I believe that this is an integral step in enabling the process of decolonization in hopes of creating a more inclusive university space. That is, in striving to create a safe space where Indigenous values and ways of knowing are respected alongside other ways of knowing, and where key concepts of academic discourse can be questioned and challenged instead of taken for granted.

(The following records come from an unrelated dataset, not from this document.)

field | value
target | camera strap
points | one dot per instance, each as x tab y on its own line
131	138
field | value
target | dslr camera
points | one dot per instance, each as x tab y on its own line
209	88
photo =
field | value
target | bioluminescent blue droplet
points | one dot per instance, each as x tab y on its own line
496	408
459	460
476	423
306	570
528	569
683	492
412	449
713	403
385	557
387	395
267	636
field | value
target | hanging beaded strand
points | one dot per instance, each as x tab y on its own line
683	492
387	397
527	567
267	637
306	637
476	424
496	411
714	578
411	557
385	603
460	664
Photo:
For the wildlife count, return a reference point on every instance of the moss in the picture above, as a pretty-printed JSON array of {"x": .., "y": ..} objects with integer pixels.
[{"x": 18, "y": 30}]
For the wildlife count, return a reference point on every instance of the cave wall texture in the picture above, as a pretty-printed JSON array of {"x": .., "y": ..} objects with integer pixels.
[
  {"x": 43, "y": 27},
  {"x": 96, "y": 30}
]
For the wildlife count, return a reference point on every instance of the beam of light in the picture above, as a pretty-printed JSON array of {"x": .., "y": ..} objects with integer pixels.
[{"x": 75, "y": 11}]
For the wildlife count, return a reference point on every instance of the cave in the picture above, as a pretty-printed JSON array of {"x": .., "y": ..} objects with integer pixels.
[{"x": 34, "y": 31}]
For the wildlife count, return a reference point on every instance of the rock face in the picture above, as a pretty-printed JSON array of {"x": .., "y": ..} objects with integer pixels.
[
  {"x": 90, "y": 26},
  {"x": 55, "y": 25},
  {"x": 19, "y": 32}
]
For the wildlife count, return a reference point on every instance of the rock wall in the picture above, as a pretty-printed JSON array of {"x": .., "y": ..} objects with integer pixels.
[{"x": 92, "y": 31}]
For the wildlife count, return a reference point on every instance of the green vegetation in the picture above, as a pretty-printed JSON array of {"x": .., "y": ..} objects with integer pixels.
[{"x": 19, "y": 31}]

The idea therefore is both to create a level playing field among different epistemologies as a means of creating understanding across cultures, and to foster a space where Indigenous students feel that their concerns and worldviews are also being honored. Therefore, my hope as a cross-cultural activist and educator is to strive to find ways to incorporate not only Indigenous worldviews, perspectives and ways of being in the world, but also other perspectives, whether they are LGBTQ2+, persons with disabilities, or anyone who has been left on the margins. My aim as a scholar is to make these perspectives and worldviews a more fundamental part of academic curricula. In hopes of fostering a change in mentality and awareness, I hope to make academic spaces more inclusive and respectful of all worldviews. In other words, my role as a scholar is to foster and normalize the notion that there are multiple ways of understanding and being in this world, and that none is more or less valid than the other. And that we continue to strive to achieve the Zapatista adage of “creating a world in which many worlds fit.”